Even if you try and keep it simple, you’ll need a diaper bag with plenty of diapers and wipes and backup outfits for when she obliterates whatever she’s wearing. Your car seat isn’t exactly light and so you’ll need some kind of stroller if you plan to travel anything more than a short distance outside the car. If you’re using formula or expressed breast milk then you need to have multiple bottles and multiple backup parts to those bottles as well as a container that can keep the milk cold (and then what if you want to warm it up?). It’s probably a good idea to have a blanket in case you find a nice spot for an outdoor lunch or your clothes get ruined and you need to cover up.
If anything, the Yukon had too much room for our gear. When making sharp turns I could hear the big Britax three-in-one stroller bumping into the unsecured travel bag. I assumed that with the rearmost seats raised the Yukon couldn’t support the stroller, but I was wrong. If you’ve got to move your kid and a few other people you can still get by with the rear seat up.
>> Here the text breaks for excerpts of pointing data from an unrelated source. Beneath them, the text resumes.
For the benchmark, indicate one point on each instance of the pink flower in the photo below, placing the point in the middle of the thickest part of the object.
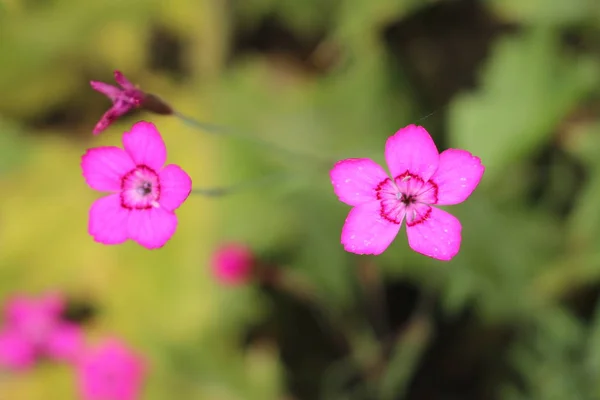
(124, 99)
(144, 194)
(110, 372)
(232, 264)
(35, 328)
(421, 177)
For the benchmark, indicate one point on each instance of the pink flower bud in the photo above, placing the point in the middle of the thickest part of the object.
(233, 263)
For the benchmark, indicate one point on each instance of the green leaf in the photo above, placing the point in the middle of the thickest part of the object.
(528, 87)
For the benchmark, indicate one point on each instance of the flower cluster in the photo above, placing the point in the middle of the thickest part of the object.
(144, 194)
(36, 329)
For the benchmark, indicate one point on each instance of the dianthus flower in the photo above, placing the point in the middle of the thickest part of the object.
(35, 328)
(420, 178)
(110, 371)
(232, 264)
(125, 99)
(144, 194)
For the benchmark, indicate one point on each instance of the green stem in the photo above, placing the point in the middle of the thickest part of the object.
(221, 130)
(227, 190)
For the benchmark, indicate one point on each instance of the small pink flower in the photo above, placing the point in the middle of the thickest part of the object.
(144, 195)
(421, 177)
(232, 264)
(124, 99)
(34, 328)
(110, 372)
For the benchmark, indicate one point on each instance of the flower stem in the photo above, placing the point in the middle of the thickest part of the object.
(220, 191)
(221, 130)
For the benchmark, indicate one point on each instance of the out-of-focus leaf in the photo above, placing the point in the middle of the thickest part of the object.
(545, 12)
(528, 86)
(405, 357)
(13, 146)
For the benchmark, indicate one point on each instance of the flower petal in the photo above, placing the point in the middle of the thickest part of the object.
(65, 342)
(145, 145)
(366, 231)
(152, 227)
(108, 220)
(457, 176)
(354, 180)
(175, 186)
(412, 149)
(122, 81)
(438, 236)
(103, 168)
(15, 350)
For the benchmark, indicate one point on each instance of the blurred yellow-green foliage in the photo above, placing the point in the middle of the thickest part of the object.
(513, 316)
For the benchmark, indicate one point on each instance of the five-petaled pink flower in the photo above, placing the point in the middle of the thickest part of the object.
(35, 328)
(124, 99)
(110, 372)
(144, 194)
(421, 177)
(232, 264)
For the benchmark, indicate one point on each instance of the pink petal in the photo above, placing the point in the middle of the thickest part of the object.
(457, 176)
(354, 180)
(366, 231)
(145, 145)
(232, 264)
(153, 227)
(65, 343)
(438, 236)
(175, 186)
(16, 352)
(121, 80)
(110, 371)
(108, 220)
(412, 149)
(110, 91)
(103, 168)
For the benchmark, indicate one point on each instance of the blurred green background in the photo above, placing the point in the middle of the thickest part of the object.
(514, 316)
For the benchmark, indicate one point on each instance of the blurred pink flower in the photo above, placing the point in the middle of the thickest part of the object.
(35, 328)
(421, 178)
(110, 371)
(232, 264)
(144, 194)
(124, 99)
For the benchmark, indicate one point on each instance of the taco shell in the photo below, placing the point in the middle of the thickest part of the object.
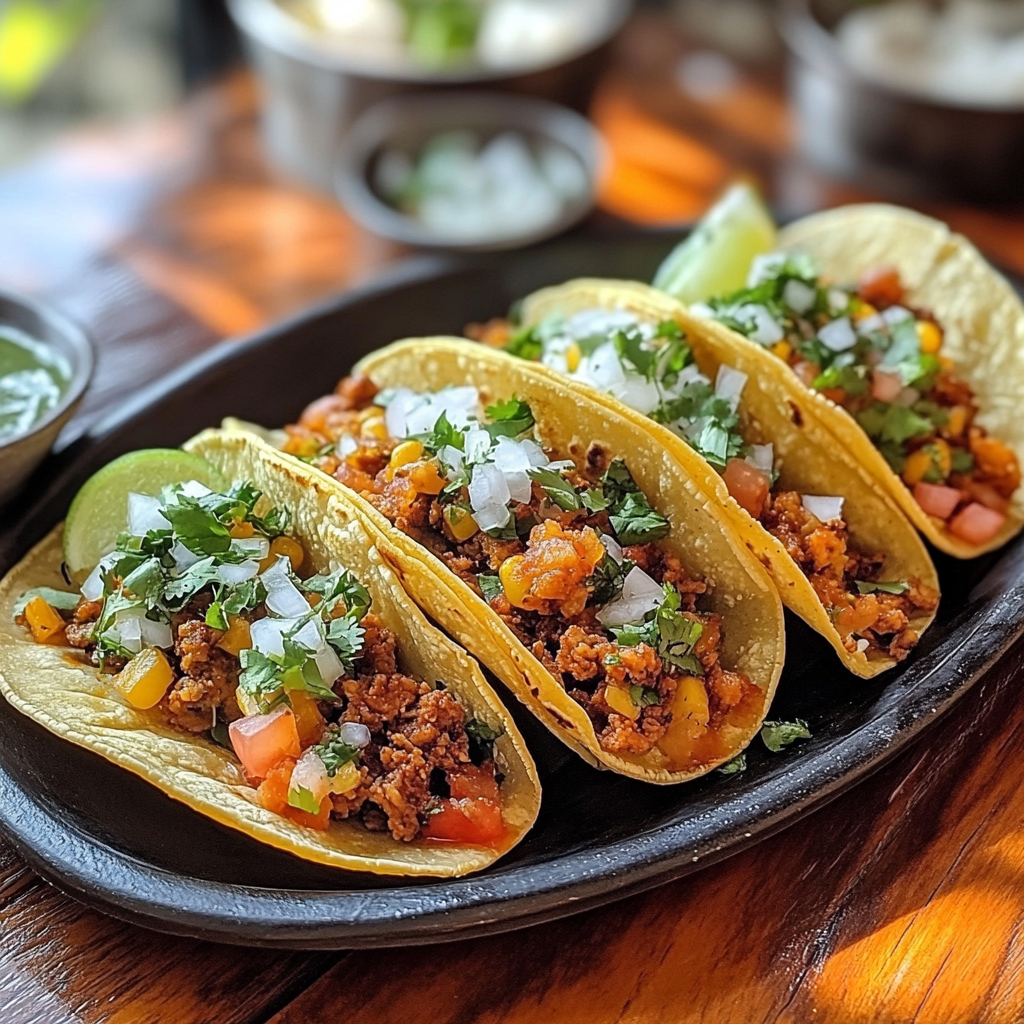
(56, 687)
(980, 312)
(701, 537)
(775, 409)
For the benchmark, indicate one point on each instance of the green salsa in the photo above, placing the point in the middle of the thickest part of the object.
(33, 379)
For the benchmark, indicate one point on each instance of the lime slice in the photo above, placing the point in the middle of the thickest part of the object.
(717, 255)
(99, 511)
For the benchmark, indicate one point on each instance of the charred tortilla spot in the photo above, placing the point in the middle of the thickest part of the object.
(597, 459)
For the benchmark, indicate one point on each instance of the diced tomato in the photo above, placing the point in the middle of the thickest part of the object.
(881, 286)
(476, 822)
(472, 782)
(936, 500)
(748, 484)
(262, 740)
(272, 794)
(976, 524)
(886, 387)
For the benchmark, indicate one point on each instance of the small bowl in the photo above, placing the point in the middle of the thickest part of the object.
(311, 92)
(408, 123)
(904, 145)
(20, 455)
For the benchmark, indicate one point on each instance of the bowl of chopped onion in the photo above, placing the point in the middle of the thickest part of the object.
(470, 171)
(322, 62)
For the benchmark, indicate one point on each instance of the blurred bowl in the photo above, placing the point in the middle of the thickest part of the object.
(406, 124)
(312, 92)
(895, 142)
(20, 455)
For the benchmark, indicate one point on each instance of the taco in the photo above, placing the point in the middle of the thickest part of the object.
(250, 653)
(555, 541)
(918, 345)
(840, 551)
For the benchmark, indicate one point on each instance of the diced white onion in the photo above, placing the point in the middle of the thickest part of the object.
(183, 558)
(729, 384)
(144, 514)
(283, 597)
(896, 314)
(193, 488)
(493, 517)
(156, 634)
(354, 734)
(613, 548)
(232, 574)
(640, 595)
(329, 665)
(487, 487)
(798, 296)
(838, 335)
(762, 457)
(310, 774)
(823, 508)
(253, 547)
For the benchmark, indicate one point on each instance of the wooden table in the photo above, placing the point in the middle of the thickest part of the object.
(901, 901)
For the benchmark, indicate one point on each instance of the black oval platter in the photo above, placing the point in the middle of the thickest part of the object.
(118, 844)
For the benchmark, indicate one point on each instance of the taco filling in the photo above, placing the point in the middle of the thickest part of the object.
(650, 368)
(204, 612)
(569, 561)
(879, 357)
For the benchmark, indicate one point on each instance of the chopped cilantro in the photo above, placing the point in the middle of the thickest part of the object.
(779, 734)
(491, 587)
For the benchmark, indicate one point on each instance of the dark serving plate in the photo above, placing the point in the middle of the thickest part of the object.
(118, 844)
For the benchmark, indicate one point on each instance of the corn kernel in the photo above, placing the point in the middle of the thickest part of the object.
(237, 638)
(916, 465)
(44, 622)
(619, 700)
(515, 589)
(347, 779)
(404, 455)
(284, 546)
(375, 427)
(145, 679)
(930, 337)
(427, 479)
(461, 523)
(572, 357)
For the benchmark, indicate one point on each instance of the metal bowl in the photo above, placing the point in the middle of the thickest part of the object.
(311, 93)
(20, 455)
(895, 142)
(408, 123)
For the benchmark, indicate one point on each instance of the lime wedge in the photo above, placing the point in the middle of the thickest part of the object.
(715, 258)
(99, 511)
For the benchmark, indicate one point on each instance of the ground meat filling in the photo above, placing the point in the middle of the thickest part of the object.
(822, 552)
(419, 739)
(549, 570)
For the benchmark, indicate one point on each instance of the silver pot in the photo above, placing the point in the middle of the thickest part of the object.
(311, 93)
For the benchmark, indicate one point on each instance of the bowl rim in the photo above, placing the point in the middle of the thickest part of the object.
(270, 25)
(810, 40)
(84, 360)
(549, 120)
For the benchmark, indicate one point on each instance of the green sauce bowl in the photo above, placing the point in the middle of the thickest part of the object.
(59, 342)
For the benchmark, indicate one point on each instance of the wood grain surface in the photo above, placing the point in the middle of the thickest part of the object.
(901, 901)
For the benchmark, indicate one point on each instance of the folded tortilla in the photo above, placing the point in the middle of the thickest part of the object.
(774, 409)
(701, 537)
(61, 691)
(981, 315)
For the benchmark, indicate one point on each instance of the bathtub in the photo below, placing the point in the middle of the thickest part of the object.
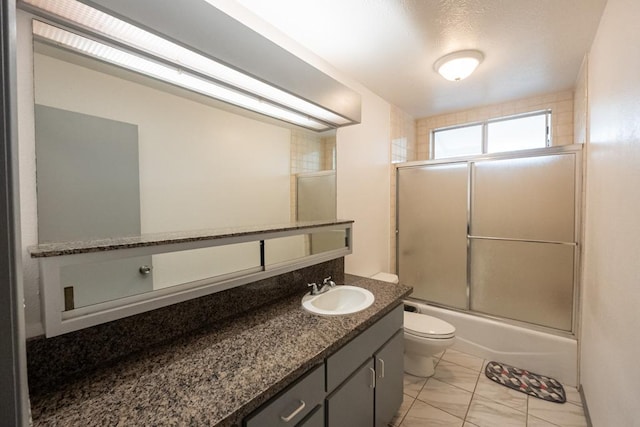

Babies, no matter how hard you try, will not stick to any schedule, so while we’d planned on first grabbing a snack, using the restroom, and preparing ourselves when we got to our intended destination, Bette had a different idea. All of a sudden she was hungry, causing us to fumble around for a bottle and a place to feed her.
I held Bette in the front and found myself nicely cocooned in the perforated leather seats. It was uncomfortable chilly this spring and it made me wish I could replace the padded seat I normally use to feed Bette with the cushy, heated seat from the Yukon.
After feeding her and burping her it was clear a change was coming and I rushed Bette to the rear cargo area. Here, all the power options we pretend we don’t need come in handy. In particular, the power liftgate is a nice addition when you’ve got a fussy, squirmy baby with a load in her diaper. While at some point in the future my daughter will likely read this and be embarrassed by the thought of being changed in an open truck in the back of a parking lot, she didn’t seem to mind it at the time.
Fully changed we set out for our a day of adventure in the ‘burbs and it attracted a lot of positive attention from people who usually reserve their enthusiasm for Michael Bublé and tax write offs. It’s the Denali difference.
Yet, for all the things the Yukon does well, it’s still hard for me to swallow the compromises you get with something this large. Even with the camera it’s not a breeze to park. It has a ton of space, but the rear floor is higher than you’d find on a hatchback or minivan. Sitting in the back with Bette it’s actually a big job to stretch across the wide Yukon and plug a pacifier back into her mouth (something that happens a lot).
When she turns 11 and has soccer gear, dancing gear, a robot, and a tuba I think I’ll look back longingly at the Yukon, for, while it’s not the most ideal Will-It-Baby car, it’ll Will-It-Suburban-Teenager the shit out of anything on the road.